Post Election: Don’t Biblically Dismiss My Anger.

When Trump was projected the winner, many had anxiety attacks, vomited, cried out in despair, and other were gripped by fear to the point of military silence. The church has to understand too many of the members understood what was at risk. Some of us read Project 2025 and know that this election wasn’t about party lines, but truly the soul of this nation was hanging in the balance and America choose to injure itself deeply. The understanding of this made some Black people feel like time was about to rewind. They felt as though they were now sentenced to have to fight the same battles as their ancestors because the history is about to repeat itself.

Moments such as this are crucial in terms of spiritual well-being. Having a justifiable anger feel dismissed isn’t going to being anyone closer to God. This won’t make anyone want to come together to open up about how they feel so that someone can assist them with managing the anger and disappointment in a spiritual way. The church for our people was at the center of our movement for human and civil rights. The church used to be active in movement for freedom and it was a safe haven for our emotional state. Now it seems as though we can’t express our heart without being shut up with an affirmation that is true, but in the moment dismissive. This is not something that just took place…to many of us have been enduring this every time something goes wrong. It’s as though one doesn’t want to be infected with our anger or they simply don’t’ care to deal with it. If the latter is the case, the ministry might not be the calling because care is necessary. In making someone feel dismissed we are often time insulting their intelligence.
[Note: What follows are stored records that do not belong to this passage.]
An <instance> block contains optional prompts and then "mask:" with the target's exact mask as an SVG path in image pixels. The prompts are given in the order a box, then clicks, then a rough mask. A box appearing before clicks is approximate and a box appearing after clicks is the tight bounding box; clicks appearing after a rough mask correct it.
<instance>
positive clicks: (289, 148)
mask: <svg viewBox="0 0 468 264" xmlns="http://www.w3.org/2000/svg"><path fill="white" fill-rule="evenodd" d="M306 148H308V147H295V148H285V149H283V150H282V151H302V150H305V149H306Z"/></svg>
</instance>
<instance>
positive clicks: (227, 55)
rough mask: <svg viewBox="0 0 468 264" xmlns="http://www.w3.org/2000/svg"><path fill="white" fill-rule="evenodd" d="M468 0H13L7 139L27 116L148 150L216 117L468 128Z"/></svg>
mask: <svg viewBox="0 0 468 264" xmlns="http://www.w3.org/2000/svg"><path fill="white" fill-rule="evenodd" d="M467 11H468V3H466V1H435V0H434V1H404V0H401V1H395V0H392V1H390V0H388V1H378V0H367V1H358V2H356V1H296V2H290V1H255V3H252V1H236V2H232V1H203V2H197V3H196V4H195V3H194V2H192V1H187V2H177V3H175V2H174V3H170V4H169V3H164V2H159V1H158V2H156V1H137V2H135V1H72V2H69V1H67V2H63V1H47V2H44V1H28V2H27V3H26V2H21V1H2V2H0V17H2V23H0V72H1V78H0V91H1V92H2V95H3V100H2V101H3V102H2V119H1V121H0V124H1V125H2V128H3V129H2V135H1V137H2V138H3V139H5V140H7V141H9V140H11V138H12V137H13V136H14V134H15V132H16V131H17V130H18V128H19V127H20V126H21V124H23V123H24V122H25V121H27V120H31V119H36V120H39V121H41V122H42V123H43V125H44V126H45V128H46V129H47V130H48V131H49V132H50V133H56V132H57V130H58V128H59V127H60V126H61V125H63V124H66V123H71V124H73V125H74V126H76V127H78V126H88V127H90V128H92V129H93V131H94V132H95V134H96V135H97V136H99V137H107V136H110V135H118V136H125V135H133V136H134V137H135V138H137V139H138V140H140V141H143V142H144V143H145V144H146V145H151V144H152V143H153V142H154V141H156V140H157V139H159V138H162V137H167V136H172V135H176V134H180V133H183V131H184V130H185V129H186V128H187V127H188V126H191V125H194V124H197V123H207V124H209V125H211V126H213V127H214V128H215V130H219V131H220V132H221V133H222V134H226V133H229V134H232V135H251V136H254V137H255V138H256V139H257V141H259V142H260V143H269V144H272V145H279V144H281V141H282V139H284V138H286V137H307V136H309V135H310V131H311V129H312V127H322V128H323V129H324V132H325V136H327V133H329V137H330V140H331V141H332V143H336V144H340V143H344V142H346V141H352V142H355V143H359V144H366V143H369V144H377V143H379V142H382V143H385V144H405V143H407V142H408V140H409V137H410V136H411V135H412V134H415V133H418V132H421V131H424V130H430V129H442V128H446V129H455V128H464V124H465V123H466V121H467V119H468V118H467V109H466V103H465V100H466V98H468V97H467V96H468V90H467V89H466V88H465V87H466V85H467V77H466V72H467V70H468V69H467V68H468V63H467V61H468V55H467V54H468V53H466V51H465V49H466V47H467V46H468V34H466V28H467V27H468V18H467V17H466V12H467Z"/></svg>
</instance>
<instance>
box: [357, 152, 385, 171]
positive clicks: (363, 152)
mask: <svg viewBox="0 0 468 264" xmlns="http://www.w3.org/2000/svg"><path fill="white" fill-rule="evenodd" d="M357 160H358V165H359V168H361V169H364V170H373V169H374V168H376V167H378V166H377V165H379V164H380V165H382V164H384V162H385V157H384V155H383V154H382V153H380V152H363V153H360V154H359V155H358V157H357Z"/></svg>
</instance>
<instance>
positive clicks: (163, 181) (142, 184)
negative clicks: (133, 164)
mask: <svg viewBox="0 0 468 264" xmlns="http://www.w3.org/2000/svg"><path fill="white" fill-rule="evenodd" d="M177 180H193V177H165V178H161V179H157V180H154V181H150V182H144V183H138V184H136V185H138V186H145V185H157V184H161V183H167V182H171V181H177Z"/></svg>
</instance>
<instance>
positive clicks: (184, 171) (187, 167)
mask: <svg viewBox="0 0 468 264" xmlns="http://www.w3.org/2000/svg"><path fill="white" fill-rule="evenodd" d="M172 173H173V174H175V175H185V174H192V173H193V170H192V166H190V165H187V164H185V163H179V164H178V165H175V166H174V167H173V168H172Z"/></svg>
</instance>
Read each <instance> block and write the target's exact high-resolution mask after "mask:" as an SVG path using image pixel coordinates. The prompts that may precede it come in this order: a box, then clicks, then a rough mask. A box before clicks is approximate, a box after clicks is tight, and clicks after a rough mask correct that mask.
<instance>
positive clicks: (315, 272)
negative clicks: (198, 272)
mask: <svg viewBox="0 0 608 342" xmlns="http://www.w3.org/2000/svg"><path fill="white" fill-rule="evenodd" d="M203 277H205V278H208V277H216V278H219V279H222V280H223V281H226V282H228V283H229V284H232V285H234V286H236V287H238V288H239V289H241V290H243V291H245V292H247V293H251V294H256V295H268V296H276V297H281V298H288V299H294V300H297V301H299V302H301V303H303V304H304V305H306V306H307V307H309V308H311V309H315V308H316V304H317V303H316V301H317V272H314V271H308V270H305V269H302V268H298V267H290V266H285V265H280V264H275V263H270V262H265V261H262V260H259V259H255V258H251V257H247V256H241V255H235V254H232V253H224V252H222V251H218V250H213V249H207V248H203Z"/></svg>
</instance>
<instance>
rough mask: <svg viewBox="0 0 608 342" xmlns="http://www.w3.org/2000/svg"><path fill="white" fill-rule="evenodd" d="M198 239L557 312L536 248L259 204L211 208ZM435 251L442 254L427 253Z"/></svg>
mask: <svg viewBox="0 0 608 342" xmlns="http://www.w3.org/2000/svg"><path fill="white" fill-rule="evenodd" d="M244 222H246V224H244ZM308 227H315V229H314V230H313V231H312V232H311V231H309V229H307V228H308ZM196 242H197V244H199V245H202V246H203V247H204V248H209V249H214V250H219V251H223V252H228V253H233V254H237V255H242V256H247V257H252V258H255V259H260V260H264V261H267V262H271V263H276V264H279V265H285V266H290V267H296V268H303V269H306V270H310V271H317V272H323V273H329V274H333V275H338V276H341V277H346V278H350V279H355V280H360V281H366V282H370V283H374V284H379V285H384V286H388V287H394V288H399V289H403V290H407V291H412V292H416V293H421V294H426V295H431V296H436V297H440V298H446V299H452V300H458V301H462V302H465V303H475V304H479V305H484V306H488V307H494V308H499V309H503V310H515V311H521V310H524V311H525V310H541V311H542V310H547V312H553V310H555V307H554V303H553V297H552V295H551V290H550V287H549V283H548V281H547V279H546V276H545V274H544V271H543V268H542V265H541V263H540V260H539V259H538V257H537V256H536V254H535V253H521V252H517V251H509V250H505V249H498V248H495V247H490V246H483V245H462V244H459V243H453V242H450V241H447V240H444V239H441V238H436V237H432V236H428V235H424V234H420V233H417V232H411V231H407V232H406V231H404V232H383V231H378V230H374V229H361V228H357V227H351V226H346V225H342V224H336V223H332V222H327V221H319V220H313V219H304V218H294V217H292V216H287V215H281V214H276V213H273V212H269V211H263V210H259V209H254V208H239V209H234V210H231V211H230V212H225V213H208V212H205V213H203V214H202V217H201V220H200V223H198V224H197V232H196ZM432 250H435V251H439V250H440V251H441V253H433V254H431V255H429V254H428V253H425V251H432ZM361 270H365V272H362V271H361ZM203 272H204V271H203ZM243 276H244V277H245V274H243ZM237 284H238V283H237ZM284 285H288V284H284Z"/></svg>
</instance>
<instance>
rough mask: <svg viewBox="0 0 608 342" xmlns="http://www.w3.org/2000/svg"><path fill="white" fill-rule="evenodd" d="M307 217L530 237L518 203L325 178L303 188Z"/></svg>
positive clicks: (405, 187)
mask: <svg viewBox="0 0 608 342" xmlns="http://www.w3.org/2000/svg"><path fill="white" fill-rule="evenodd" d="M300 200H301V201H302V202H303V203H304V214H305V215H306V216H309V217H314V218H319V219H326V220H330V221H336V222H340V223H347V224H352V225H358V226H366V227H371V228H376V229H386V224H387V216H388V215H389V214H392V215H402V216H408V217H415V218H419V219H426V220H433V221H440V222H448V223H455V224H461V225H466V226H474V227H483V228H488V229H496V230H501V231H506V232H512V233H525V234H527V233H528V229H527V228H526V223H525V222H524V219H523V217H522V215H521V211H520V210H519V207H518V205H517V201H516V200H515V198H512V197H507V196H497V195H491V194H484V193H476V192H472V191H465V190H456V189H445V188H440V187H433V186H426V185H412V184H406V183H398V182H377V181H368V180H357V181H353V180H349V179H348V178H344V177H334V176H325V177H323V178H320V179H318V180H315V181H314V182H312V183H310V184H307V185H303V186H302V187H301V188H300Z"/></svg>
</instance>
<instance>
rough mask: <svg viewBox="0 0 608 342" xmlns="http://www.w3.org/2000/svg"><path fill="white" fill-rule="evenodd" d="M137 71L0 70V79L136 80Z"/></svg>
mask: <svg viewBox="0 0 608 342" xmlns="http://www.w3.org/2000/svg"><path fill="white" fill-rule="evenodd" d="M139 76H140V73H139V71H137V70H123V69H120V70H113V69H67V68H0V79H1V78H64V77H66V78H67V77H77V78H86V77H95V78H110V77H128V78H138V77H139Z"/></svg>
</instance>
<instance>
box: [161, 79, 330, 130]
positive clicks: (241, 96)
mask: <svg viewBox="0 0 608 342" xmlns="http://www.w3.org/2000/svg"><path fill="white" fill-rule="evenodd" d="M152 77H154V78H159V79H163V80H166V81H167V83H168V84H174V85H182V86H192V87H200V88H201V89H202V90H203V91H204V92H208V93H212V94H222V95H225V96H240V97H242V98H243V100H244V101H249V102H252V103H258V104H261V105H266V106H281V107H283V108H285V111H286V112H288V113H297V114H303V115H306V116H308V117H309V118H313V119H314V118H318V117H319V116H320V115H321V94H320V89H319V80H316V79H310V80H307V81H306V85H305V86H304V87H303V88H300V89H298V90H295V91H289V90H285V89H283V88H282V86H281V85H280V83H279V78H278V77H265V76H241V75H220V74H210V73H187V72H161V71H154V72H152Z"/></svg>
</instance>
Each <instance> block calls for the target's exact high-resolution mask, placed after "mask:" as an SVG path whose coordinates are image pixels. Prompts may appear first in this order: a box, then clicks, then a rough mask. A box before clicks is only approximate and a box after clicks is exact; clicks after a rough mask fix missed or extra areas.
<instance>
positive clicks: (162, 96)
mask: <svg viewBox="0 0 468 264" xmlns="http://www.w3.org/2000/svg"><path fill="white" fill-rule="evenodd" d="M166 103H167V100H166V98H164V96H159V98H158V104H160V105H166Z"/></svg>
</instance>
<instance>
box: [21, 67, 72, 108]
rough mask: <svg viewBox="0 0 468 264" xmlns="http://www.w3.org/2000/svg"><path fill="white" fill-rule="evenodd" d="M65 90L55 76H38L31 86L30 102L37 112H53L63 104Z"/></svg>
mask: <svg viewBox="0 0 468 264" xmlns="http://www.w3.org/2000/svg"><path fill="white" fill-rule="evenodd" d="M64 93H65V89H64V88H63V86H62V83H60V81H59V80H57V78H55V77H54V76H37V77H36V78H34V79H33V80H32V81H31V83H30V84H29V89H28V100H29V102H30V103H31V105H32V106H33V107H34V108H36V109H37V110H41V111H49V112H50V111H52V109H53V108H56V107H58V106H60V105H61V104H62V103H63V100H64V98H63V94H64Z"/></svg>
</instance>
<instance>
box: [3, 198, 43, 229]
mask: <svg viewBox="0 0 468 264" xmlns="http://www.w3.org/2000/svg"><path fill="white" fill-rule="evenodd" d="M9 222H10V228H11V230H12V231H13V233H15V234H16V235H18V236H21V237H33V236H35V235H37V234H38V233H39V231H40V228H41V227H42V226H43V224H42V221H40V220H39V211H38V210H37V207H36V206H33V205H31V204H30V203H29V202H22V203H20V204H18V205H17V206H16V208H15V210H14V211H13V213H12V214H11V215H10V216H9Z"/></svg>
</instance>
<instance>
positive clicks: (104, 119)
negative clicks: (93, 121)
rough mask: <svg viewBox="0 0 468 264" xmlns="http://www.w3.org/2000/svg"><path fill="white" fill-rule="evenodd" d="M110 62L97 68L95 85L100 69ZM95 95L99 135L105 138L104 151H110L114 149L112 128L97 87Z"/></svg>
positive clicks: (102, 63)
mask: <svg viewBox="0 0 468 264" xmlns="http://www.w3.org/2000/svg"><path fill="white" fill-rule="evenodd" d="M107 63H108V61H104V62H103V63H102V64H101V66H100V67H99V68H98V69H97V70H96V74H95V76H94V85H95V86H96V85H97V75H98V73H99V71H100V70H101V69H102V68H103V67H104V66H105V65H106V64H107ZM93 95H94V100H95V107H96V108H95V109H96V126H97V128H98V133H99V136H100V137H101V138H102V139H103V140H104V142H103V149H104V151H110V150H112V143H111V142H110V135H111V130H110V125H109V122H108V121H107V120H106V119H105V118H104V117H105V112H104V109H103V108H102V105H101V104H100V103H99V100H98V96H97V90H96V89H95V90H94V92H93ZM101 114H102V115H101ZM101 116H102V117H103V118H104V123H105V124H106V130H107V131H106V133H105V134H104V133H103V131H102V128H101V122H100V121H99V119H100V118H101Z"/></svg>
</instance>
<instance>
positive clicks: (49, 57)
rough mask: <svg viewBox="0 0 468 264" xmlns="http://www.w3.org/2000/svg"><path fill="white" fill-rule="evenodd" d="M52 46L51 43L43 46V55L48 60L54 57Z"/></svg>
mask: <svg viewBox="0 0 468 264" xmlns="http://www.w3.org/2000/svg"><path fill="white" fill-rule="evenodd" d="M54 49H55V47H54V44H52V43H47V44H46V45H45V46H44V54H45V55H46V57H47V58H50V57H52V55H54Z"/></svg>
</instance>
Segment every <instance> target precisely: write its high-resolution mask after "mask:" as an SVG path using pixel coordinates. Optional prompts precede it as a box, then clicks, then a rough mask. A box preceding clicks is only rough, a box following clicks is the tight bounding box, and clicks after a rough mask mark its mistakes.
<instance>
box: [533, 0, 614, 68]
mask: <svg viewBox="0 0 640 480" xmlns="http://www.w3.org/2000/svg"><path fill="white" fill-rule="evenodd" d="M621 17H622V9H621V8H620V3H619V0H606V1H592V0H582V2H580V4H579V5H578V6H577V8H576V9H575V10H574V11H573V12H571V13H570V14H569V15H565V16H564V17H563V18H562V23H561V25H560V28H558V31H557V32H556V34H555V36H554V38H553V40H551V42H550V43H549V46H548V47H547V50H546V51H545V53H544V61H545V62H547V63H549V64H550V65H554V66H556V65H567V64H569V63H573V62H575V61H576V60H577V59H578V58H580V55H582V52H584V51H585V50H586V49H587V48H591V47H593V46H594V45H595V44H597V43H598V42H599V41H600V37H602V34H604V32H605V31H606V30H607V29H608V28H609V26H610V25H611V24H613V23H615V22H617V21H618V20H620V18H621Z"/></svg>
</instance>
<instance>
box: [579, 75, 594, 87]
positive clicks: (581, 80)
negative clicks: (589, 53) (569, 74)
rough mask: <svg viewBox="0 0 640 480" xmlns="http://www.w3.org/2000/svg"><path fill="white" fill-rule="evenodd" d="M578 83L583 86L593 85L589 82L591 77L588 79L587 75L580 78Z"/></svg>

Please know that those that are expressing anger are aware that you very well may be angry also. Due to that there is an underlining hypocrisy per se because you want someone to have a response you yourself can’t fully manage. It’s the facade that allows you to appear strong, together, and unmoved by what is happening in the world. That’s not the truth,  many of our ministers are also disappointed, angry and have justifiable concern for what we could be about to go through over the next four years and beyond. If we are all honest with each other about what we are feeling, we can move forward together and help one another stand.

Anger is an honest emotion in this time. Fear of what’s to come is a very real sentiment. As believers we much be a true safe space for one another. It’s okay to cry, express fear, question how you will navigate publicly, and even express feelings of wanting to isolate or segregate if that arises. These things need to be able to be talked about. Most of the times that is what the congregation is needing…to be heard and to have their pain seen and acknowledged by another human being. We can do this for one another, and in this open space we will better know how to pray for each other and assist with the resources that might be needed now, or in the future. At the end of truly being heard, reminding each other that “God is good” and no matter what happened his is still reigning on the throne hits different. In that moment it is not dismissive…it is comforting.